Darn! And I thought I was original. Nope, just the social/cultural hack that I have always been. In any case, my sister-in-law sent me this link in response to my post on the death of the PC(USA).
From Mark Moford's column, Does your religions dance? Behold, the most dangerous issue facing modern faith: Its inability to evolve, nakedly.
It's a topic that jumped up like a stunned ferret from God's own hot plate three separate times recently — indicating, I think, that I'd better pay some sort of attention to it — the topic being the obvious but still desperately under-discussed idea that perhaps the most dangerous problem facing man in this modern age of radical technology and dazzling scientific conundrum and otherworldly raspberry vodka and ever-expanding notions of love and sex and human interconnection is the sad and treacherous fact that, well, religion and belief as we know them in America are, by and large, far too horribly stuck, limited, fixed in time and place and stiff karmic cement.

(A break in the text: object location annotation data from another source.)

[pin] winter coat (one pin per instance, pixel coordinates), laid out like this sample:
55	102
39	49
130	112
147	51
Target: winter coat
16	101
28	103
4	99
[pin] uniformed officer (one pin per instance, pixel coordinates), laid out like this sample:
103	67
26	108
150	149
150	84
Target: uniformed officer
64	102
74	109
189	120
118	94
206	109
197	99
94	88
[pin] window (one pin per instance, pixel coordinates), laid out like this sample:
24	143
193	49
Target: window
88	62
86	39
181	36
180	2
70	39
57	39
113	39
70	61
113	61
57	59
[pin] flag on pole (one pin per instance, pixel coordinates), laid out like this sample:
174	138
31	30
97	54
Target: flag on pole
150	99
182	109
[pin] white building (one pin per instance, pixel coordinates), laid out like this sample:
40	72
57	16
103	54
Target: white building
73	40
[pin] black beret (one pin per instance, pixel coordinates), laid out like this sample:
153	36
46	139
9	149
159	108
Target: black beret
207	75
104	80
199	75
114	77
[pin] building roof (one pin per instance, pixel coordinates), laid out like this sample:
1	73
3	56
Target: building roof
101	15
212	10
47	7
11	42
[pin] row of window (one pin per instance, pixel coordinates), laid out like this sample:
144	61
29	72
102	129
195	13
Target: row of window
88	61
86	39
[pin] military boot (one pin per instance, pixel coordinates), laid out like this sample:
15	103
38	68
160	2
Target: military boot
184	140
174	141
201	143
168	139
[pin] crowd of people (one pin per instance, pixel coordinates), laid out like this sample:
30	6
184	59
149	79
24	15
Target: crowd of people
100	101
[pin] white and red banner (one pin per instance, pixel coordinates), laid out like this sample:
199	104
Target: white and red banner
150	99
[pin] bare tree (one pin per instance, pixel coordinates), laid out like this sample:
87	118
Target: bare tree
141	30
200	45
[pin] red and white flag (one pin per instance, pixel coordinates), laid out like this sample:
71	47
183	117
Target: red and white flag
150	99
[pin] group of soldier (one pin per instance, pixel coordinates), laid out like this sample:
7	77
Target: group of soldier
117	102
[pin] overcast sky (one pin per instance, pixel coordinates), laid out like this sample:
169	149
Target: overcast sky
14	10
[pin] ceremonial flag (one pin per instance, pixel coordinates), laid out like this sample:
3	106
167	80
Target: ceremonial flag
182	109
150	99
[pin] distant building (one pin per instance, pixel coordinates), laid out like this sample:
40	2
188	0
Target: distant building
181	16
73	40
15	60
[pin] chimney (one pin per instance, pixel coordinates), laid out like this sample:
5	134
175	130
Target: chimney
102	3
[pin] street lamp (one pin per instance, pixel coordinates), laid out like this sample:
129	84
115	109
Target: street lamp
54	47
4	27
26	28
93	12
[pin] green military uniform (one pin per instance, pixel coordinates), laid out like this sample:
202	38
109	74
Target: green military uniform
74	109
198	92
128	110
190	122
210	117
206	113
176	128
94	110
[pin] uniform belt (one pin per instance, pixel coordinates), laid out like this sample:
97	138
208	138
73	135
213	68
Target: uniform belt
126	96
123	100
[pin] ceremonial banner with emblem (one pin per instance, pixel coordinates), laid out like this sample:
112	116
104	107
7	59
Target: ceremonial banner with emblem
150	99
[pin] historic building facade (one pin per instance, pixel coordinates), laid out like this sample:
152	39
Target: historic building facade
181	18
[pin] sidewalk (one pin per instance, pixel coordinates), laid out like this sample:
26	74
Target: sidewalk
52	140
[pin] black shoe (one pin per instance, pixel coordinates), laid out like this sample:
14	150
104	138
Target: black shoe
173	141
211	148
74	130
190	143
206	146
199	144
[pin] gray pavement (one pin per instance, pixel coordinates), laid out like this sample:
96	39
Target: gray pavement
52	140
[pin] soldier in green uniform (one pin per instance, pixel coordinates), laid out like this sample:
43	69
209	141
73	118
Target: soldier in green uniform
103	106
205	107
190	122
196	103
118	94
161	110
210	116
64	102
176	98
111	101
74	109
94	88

Put another way: We as a culture just might be suffering a slow, painful death by spiritual stagnation, by ideological stasis, by cosmic rigor mortis. It has become painfully, lethally obvious in the age of George W. Bush and authoritarian groupthink that our major religious systems and foundations don't know how to move. They don't learn, adjust, evolve, see things anew. They don't know how to dance. And what's more, this little problem might just be the death of us all.
Amen brother, amen.















Another good article...yours was better though. So I'm hoping you will post a blog or blogs on how you think we "dance" as a church today. I love the emergent conversation but what we need even more than conversation (which is an important part of our culture shift) is how we stay relevant through action.